CHAPTER 42
An hour later, Penny was still on the foredeck, drinking lukewarm coffee and waiting, for what she wasn’t really sure. Malcolm rushed up with anger and despair, like siblings locked in bitter rivalry, battling for control of his face.
“We’re screwed, that’s what!” he said, and planted himself in front of her as if there were no need to say or do anymore.
Andrew had dropped the Valentina’s speed down to a crawl, and they had been slowly cruising back and forth, checking the bottom.
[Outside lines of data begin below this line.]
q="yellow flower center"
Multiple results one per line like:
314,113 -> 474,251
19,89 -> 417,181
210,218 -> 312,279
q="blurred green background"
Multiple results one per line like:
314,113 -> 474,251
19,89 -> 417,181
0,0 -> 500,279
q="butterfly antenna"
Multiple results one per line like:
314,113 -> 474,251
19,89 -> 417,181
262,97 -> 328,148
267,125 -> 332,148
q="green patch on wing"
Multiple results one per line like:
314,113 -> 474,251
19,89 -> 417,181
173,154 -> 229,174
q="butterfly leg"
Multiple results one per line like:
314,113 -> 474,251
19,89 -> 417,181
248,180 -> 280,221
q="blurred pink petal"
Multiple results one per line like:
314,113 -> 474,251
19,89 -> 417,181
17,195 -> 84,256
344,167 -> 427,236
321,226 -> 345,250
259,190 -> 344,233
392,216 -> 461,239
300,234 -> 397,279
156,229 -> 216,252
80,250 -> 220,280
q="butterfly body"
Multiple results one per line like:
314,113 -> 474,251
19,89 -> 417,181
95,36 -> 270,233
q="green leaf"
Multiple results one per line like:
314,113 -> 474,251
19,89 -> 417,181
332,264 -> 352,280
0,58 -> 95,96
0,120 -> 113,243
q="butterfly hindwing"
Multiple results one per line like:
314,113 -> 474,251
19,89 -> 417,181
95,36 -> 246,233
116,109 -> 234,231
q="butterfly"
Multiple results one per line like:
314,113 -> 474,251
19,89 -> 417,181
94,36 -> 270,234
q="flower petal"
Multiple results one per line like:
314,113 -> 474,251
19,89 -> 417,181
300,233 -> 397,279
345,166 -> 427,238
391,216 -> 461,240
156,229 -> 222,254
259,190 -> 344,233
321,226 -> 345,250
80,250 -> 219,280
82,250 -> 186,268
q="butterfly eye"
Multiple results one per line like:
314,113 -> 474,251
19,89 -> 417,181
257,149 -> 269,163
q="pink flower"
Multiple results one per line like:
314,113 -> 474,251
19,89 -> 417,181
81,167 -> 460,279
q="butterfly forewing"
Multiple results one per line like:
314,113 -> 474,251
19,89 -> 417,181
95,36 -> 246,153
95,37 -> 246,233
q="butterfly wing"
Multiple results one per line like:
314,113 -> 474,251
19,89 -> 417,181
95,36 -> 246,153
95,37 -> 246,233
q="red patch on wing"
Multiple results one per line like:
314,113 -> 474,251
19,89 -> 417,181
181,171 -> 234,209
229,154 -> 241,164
The sonar gave no indication of anything unusual, but that had been expected. Penny had hoped they would be able to take their time and open the curtain on whatever was down there gradually, maybe even letting it reveal itself when it was ready. But looking at Malcolm now, she saw her hope drifting away like a toy boat on an outgoing tide.
When she didn’t respond, he finally said, “Why would anyone want to steal…” Hands on hips, he shook his head muttered, “My fault, should have double checked…”
“What are you talking about?” Penny said.
Becka was nearby, checking some of the new gear. She overheard and said, “Malcolm, calm down and—”
“Calm down? You know what this means?”
“No,” Penny said, “because you haven’t told us what happened yet. Details, please.”
Malcolm gazed back and forth between Penny and Becka, his brow so deeply furrowed that it appeared to have gone into permanent spasm. He let out a big breath.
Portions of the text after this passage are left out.